Implement something like this yourself as a regular function called Promise_all.

Remember that after a promise has succeeded or failed, it can’t succeed or fail again, and further calls to the functions that resolve it are ignored. This can simplify the way you handle failure of your promise.

function Promise_all(promises) {
  return new Promise((resolve, reject) => {
    // Your code here.
  });
}

// Test code.
Promise_all([]).then(array => {
  console.log("This should be []:", array);
});
function soon(val) {
  return new Promise(resolve => {
    setTimeout(() => resolve(val), Math.random() * 500);
  });
}
Promise_all([soon(1), soon(2), soon(3)]).then(array => {
  console.log("This should be [1, 2, 3]:", array);
});
Promise_all([soon(1), Promise.reject("X"), soon(3)])
  .then(array => {
    console.log("We should not get here");
  })
  .catch(error => {
    if (error != "X") {
      console.log("Unexpected failure:", error);
    }
  });
Display hints...

The function passed to the Promise constructor will have to call then on each of the promises in the given array. When one of them succeeds, two things need to happen. The resulting value needs to be stored in the correct position of a result array, and we must check whether this was the last pending promise and finish our own promise if it was.

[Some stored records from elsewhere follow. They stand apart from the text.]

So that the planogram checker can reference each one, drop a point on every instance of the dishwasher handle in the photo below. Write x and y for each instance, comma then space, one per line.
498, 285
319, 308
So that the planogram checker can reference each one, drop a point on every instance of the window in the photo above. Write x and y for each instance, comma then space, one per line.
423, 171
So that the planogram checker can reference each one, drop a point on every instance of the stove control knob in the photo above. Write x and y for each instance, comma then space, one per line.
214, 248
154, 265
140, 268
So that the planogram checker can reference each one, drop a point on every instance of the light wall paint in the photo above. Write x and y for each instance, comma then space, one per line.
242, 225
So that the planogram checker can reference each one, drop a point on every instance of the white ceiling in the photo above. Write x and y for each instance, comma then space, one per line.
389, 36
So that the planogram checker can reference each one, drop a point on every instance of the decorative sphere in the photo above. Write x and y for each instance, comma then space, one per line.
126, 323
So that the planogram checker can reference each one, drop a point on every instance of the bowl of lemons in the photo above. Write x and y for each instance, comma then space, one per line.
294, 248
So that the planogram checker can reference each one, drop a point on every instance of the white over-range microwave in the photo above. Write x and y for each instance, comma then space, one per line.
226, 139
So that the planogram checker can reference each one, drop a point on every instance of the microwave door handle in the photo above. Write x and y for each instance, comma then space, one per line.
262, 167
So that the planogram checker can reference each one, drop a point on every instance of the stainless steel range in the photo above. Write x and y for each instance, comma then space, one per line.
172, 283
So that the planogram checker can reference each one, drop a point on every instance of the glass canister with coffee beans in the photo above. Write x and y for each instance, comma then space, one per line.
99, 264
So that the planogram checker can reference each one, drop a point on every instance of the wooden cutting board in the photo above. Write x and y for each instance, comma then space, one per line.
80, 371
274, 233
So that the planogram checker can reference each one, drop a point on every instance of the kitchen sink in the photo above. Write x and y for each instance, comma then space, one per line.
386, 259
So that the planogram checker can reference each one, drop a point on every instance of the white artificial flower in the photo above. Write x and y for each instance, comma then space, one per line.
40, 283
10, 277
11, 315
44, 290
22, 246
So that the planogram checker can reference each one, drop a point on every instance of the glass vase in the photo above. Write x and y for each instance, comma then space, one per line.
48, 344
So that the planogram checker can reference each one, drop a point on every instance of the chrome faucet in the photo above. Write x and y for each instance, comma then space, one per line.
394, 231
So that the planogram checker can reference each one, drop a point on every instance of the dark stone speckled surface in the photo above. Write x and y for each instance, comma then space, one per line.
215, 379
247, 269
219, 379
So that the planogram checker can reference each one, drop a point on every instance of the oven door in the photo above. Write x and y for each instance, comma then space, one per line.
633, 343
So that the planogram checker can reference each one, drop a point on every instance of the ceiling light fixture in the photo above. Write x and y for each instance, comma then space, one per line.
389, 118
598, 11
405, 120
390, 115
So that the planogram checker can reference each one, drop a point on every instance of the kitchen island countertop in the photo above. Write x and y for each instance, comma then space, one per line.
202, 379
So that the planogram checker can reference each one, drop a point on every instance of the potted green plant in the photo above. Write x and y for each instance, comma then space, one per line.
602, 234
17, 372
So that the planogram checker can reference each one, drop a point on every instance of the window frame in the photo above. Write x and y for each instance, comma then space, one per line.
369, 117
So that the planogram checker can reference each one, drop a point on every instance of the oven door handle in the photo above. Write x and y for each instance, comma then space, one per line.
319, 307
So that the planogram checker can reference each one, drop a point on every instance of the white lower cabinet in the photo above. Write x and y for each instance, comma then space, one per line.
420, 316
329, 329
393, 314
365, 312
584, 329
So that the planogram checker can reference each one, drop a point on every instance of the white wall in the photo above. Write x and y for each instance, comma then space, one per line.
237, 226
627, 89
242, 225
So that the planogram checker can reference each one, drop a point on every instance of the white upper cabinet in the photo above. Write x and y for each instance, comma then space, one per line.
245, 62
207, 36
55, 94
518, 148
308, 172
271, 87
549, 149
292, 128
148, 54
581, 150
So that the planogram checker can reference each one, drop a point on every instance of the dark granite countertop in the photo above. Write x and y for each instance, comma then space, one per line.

The latter can be done with a counter that is initialized to the length of the input array and from which we subtract 1 every time a promise succeeds. When it reaches 0, we are done. Make sure you take into account the situation where the input array is empty (and thus no promise will ever resolve).

Handling failure requires some thought but turns out to be extremely simple. Just pass the reject function of the wrapping promise to each of the promises in the array as a catch handler or as a second argument to then so that a failure in one of them triggers the rejection of the whole wrapper promise.